Several of us remarked that you cannot buy heirlooms. I even added that it's probably like other Chinese made crap found in catalogs for pennies on the dollar. Chances are it was made in some substandard factory with leaded paint by exploited children. You would've thought I ran over this lady's dog. With two SUVs.

I didn't realize that my opinion, since counter to hers, was both narrow, prejudicial, AND egotistical all at once.

She is the perfect example of the expression: ignorance is bliss. Frankly, I don't care what she wants to sell or buy. If she can make a success of it and herself, more power to her. That's the beauty of a free market capitalist society. The marks of a socialist or fascist society is one in which free speech and contradictory opinions are slighted or banned.

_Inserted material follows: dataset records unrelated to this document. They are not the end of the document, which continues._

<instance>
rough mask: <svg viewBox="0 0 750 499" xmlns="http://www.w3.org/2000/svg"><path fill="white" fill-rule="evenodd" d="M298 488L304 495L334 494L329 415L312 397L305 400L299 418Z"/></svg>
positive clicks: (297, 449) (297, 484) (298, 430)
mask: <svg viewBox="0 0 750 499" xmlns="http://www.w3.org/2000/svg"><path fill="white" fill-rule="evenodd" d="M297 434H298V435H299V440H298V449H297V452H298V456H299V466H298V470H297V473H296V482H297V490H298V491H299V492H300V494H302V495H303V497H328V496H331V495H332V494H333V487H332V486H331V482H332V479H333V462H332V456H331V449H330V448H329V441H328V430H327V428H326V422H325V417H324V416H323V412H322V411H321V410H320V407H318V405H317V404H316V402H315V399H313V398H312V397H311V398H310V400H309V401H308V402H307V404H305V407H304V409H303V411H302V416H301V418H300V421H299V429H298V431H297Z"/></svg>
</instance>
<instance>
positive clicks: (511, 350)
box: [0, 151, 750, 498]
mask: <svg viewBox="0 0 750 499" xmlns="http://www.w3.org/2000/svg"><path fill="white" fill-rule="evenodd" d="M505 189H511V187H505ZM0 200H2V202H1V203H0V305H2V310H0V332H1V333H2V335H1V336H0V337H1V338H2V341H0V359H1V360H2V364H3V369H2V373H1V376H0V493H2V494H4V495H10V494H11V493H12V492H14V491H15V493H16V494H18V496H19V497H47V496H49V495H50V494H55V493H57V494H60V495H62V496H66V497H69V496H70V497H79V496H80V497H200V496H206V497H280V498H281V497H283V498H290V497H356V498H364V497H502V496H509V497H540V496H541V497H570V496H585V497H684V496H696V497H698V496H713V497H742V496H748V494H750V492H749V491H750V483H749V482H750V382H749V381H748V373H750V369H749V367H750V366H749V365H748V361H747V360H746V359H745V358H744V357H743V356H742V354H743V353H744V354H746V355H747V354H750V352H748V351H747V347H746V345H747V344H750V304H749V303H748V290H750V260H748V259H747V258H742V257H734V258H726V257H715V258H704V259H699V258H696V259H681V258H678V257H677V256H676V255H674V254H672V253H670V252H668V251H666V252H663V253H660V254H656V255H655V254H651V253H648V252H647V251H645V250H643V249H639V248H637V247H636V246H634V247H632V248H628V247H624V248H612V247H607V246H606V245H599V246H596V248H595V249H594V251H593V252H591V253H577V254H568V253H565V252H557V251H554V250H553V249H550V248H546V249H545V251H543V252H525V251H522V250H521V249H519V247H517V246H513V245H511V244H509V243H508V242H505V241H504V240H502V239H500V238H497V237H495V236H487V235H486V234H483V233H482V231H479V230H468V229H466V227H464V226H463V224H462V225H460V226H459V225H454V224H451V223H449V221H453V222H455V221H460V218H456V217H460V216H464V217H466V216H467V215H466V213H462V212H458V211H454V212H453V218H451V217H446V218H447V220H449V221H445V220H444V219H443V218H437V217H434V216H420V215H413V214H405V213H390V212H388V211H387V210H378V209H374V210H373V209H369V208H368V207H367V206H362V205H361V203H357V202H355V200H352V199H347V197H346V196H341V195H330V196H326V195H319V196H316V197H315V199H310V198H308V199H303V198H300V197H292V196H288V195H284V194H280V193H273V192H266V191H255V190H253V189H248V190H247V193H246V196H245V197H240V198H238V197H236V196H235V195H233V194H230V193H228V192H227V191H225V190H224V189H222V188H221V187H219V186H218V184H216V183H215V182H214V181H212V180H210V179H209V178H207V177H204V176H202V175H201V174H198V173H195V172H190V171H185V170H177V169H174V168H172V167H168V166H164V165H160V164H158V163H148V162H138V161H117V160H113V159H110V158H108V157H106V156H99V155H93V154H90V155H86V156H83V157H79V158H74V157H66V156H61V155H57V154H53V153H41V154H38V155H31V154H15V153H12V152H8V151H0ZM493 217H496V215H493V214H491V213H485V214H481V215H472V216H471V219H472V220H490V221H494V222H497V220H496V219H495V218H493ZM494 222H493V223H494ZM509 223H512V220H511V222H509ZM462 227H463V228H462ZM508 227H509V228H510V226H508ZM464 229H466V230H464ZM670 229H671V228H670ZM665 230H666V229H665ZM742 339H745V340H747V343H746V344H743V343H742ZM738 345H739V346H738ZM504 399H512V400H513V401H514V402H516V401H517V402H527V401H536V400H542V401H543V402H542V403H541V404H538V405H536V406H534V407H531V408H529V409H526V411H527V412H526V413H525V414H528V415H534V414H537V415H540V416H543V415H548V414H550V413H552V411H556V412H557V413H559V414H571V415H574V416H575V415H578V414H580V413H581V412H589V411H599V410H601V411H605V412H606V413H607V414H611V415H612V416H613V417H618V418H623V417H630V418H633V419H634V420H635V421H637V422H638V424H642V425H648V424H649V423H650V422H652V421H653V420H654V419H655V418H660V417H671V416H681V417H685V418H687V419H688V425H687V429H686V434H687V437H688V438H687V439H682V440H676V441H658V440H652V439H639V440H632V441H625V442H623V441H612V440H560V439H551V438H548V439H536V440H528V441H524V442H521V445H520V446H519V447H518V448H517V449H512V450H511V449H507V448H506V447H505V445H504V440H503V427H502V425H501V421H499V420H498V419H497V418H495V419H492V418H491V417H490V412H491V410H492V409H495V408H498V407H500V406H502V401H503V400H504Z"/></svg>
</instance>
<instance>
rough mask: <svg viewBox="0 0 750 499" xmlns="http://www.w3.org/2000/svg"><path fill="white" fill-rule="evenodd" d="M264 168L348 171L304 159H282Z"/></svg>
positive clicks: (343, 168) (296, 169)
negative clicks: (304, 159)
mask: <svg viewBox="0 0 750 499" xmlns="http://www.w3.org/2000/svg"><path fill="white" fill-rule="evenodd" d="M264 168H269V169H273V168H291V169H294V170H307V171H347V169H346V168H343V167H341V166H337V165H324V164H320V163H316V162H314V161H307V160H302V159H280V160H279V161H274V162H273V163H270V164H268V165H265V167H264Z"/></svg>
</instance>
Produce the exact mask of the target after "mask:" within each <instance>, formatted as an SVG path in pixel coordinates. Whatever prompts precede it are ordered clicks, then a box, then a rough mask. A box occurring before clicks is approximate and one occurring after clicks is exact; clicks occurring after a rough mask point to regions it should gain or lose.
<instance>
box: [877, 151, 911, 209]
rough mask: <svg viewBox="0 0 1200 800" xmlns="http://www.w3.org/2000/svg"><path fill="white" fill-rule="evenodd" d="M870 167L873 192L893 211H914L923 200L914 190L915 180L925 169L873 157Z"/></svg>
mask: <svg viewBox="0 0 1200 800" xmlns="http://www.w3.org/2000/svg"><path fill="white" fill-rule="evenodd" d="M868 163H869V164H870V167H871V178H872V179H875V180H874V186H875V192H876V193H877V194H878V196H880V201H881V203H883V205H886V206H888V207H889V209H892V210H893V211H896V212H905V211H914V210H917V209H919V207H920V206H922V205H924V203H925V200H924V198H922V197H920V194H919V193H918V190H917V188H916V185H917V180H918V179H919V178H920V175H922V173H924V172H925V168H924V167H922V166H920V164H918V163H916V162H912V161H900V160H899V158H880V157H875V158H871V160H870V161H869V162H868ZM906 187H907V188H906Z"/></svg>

With that stage set, take a moment to look at the upcoming presidential election. In this corner, at a shrill 145 lbs, Shrillary "The Hun" Clinton. Backing her is Obama "The Magic Negro" and John "Breck Girl" Edwards.

In the opposite corner, Rudy "The RINO" Guillllliiiiiaaaaannnnniiiiiii! Supported by Mitt "The Mormon Monstrosity" Rommmmmnnnneeeeeyyyyy and Fred "Sleepy" Thompson.

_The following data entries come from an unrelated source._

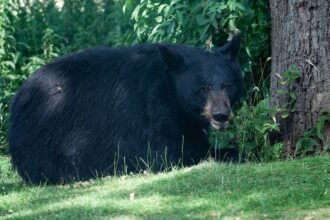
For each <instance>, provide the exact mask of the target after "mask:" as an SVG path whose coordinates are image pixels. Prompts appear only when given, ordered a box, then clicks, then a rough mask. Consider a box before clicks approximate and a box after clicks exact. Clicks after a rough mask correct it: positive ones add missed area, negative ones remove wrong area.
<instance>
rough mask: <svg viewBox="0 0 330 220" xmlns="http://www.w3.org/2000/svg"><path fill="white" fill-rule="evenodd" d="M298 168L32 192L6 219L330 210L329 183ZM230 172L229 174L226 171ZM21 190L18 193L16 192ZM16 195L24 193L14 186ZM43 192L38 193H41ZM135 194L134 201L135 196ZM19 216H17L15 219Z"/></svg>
mask: <svg viewBox="0 0 330 220" xmlns="http://www.w3.org/2000/svg"><path fill="white" fill-rule="evenodd" d="M319 165H320V172H319V173H318V172H310V170H308V169H306V168H305V167H300V166H299V165H297V166H293V167H291V168H290V169H289V170H288V169H284V167H283V168H281V169H277V168H274V169H269V170H266V171H265V170H264V171H262V172H261V171H260V169H258V168H256V167H253V166H250V167H249V166H244V167H242V166H230V167H227V166H225V165H220V166H219V165H212V166H209V167H208V166H206V167H197V168H196V169H195V168H193V169H184V170H182V171H179V172H178V171H174V172H171V173H169V174H159V175H150V176H146V177H145V178H138V177H136V176H133V177H127V179H121V178H114V179H113V180H110V181H108V180H101V181H99V182H98V183H97V182H96V183H93V184H89V185H86V186H83V187H79V186H78V187H77V188H75V184H73V185H70V186H47V187H39V188H38V187H30V189H29V191H30V193H34V192H36V191H38V196H34V197H33V198H31V199H29V200H28V203H29V205H28V206H26V205H24V203H25V202H26V201H24V202H23V201H22V204H18V206H17V207H20V210H14V213H12V214H8V215H7V216H6V217H9V218H11V217H14V218H15V217H19V218H23V219H37V218H47V217H49V218H63V219H67V218H92V217H110V216H112V217H114V216H117V217H118V216H119V217H120V216H121V217H147V218H170V216H172V217H173V218H178V217H180V218H183V217H186V218H191V217H192V216H195V217H196V216H199V217H200V218H205V217H208V218H209V217H221V216H233V217H235V216H240V215H242V213H243V214H244V215H245V214H252V215H253V216H259V217H265V216H264V215H268V216H269V215H270V216H273V217H276V218H278V217H283V216H285V213H286V212H287V211H288V210H291V211H292V210H313V209H317V208H322V207H327V206H329V205H330V199H329V196H328V195H326V194H324V191H325V189H326V188H325V187H326V186H325V185H324V184H325V183H326V181H328V177H327V176H325V175H323V176H322V175H320V174H321V173H322V169H321V168H322V166H323V167H328V166H329V163H328V164H319ZM227 168H228V169H227ZM15 187H16V188H15ZM12 189H13V190H17V191H18V190H19V189H18V186H14V188H12ZM36 189H38V190H36ZM132 193H133V197H132V196H131V195H132ZM15 211H17V213H15Z"/></svg>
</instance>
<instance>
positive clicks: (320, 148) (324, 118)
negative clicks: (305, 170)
mask: <svg viewBox="0 0 330 220" xmlns="http://www.w3.org/2000/svg"><path fill="white" fill-rule="evenodd" d="M326 123H328V124H330V115H328V114H324V115H321V116H320V117H319V119H318V121H317V122H316V126H315V127H314V128H310V129H307V130H306V131H305V132H304V134H303V136H302V137H301V138H300V139H299V140H298V141H297V143H296V146H295V152H294V153H295V156H297V157H302V156H306V155H309V154H315V153H322V152H324V151H330V140H329V137H325V136H324V127H325V125H326Z"/></svg>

As I stand back and look at my choices, I consider my own thoughts from prior elections. Thoughts like: this is the most important election of all time. And of the choices available, especially the last time, Jorge Bush was probably the lesser of all evils, but evil nonetheless. Not one of these individuals is a staunch, unabashed supporter of the Constitution. Not even Bush. And as each of these might be called upon to uphold the Constitution, they should be tried for treason at the first hint of waffling. This includes Bush.

Yet sadly, the majority of the US population is likely similar to this woman who got her dainties in a twist because I insulted her industry. She only sees part of the picture - the part she wants to see. Damn the torpedoes - as long as my myopic perspective works for me, then who cares how it impacts the next generation. Hmmm, for someone sold on selling heirlooms, this mentality is certainly leaving a lousy one for our grandchildren.

But hey, ignorance is bliss. And, "we're so screwed."